Your first track day isn't about lap times. It's about learning what a track day is — the rhythm of sessions, how point-bys work, what the car feels like at 7/10ths, and whether this is something you want to keep doing. Drive a large safety envelope. Watch faster drivers. Ask questions in the paddock.
You can do all of this in a completely stock car. Most HPDE organizations require nothing beyond an SA-rated helmet and a car that passes a basic tech inspection (no leaks, good brake pads, secure battery). That's it.
Download RaceChrono, Harry's Lap Timer, or TrackAddict on your phone and get a solid suction mount that won't fly off under braking — the cheap ones end up in your footwell mid-session. Track your lap times and sector splits from day one. You don't need a $700 data logger yet — you need to know if you're getting faster.
If you have an action camera, the Boss Boss Racing Boss Vision helmet visor mount is a clean way to capture driver POV footage for review after the session.
That's genuinely all you need for your first day. Show up, be smooth, be predictable, use your mirrors, and give point-bys. Nobody cares if you're slow. They care if you think you're fast.
Free: The Seat Belt Trick
The most common method used by drivers retaining their factory 3-point belts. No parts required:
- Slide your seat back further than your normal driving position.
- Pull the seat belt all the way out until it engages the internal ratcheting mechanism (you'll hear clicking).

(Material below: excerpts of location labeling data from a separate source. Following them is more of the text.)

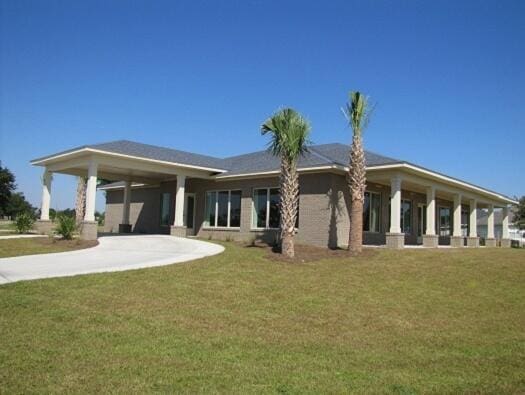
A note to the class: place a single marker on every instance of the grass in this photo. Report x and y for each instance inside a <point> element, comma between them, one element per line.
<point>39,245</point>
<point>403,322</point>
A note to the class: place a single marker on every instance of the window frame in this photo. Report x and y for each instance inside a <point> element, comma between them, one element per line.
<point>207,225</point>
<point>449,221</point>
<point>253,226</point>
<point>379,213</point>
<point>162,194</point>
<point>402,219</point>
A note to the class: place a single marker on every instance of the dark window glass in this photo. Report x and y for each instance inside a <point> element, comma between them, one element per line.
<point>260,207</point>
<point>165,199</point>
<point>444,221</point>
<point>211,199</point>
<point>235,209</point>
<point>406,216</point>
<point>222,215</point>
<point>190,202</point>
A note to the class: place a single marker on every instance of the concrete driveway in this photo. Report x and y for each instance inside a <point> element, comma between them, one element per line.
<point>114,253</point>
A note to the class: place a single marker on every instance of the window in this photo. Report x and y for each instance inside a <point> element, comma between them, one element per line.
<point>266,212</point>
<point>372,212</point>
<point>444,221</point>
<point>464,222</point>
<point>406,216</point>
<point>223,209</point>
<point>165,199</point>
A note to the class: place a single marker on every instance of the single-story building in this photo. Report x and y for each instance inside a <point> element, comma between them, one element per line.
<point>163,190</point>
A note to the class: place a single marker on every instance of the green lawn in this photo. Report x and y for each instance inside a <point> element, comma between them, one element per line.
<point>412,321</point>
<point>39,245</point>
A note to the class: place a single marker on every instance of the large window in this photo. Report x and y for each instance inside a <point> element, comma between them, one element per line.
<point>406,216</point>
<point>372,212</point>
<point>165,199</point>
<point>464,222</point>
<point>223,209</point>
<point>266,212</point>
<point>444,221</point>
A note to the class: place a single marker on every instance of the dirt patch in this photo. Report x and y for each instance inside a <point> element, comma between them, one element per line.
<point>307,253</point>
<point>75,244</point>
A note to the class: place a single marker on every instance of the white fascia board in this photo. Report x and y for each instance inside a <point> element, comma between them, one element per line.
<point>275,172</point>
<point>442,177</point>
<point>43,161</point>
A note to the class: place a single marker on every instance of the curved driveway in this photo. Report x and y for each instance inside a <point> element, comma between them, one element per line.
<point>112,254</point>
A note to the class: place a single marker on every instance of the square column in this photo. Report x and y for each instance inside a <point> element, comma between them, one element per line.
<point>491,240</point>
<point>44,225</point>
<point>395,239</point>
<point>505,238</point>
<point>430,239</point>
<point>178,228</point>
<point>125,226</point>
<point>457,240</point>
<point>89,225</point>
<point>473,239</point>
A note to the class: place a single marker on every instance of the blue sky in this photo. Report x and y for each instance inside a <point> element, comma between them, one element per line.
<point>447,77</point>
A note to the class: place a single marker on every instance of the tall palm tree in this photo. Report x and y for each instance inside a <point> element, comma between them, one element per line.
<point>357,113</point>
<point>289,139</point>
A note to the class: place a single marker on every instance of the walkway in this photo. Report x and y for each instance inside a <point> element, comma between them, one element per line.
<point>114,253</point>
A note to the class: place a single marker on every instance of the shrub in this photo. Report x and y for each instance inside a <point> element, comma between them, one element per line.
<point>24,222</point>
<point>66,226</point>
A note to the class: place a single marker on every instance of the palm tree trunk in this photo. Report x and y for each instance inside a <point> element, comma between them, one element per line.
<point>357,183</point>
<point>80,204</point>
<point>289,206</point>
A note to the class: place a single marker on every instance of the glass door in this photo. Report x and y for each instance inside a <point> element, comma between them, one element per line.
<point>189,214</point>
<point>421,222</point>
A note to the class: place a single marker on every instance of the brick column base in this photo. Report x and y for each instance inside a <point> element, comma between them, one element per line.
<point>44,227</point>
<point>395,240</point>
<point>124,228</point>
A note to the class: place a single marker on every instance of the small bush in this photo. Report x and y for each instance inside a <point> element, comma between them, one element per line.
<point>66,226</point>
<point>24,222</point>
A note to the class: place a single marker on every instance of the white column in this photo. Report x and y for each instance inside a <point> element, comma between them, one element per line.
<point>395,205</point>
<point>179,201</point>
<point>46,195</point>
<point>126,202</point>
<point>490,222</point>
<point>431,211</point>
<point>505,223</point>
<point>91,191</point>
<point>473,218</point>
<point>457,215</point>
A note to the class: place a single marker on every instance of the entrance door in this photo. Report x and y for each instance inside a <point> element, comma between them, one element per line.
<point>421,222</point>
<point>189,214</point>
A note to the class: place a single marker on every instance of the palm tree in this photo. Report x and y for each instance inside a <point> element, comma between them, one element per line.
<point>357,113</point>
<point>80,204</point>
<point>289,139</point>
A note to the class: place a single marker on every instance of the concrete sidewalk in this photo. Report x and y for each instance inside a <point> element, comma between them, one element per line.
<point>114,253</point>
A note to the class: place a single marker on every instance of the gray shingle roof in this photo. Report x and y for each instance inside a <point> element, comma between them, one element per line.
<point>148,151</point>
<point>260,161</point>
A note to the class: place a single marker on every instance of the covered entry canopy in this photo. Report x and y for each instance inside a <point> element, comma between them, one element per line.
<point>123,161</point>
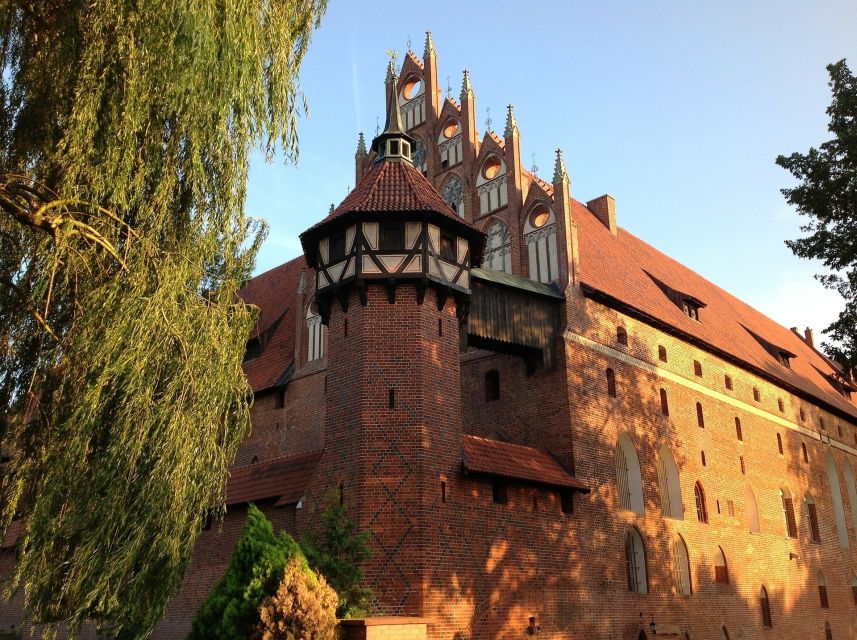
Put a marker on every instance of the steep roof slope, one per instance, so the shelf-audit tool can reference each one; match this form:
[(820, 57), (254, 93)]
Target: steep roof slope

- Feed the slack back into the retractor so the belt is very taut across your lap and chest.
- Move your seat forward into your normal driving position.
This wedges you firmly into the seat and keeps you from sliding around under braking and cornering. Free, takes 10 seconds, and makes a noticeable difference from your very first session.
What success looks like at this stage
- ✓ You completed every session without getting black-flagged
- ✓ You can identify your braking points by landmark
- ✓ You gave clean point-bys and used your mirrors
- ✓ You want to come back
Stop Safely
Your brakes need to survive a full session without fading.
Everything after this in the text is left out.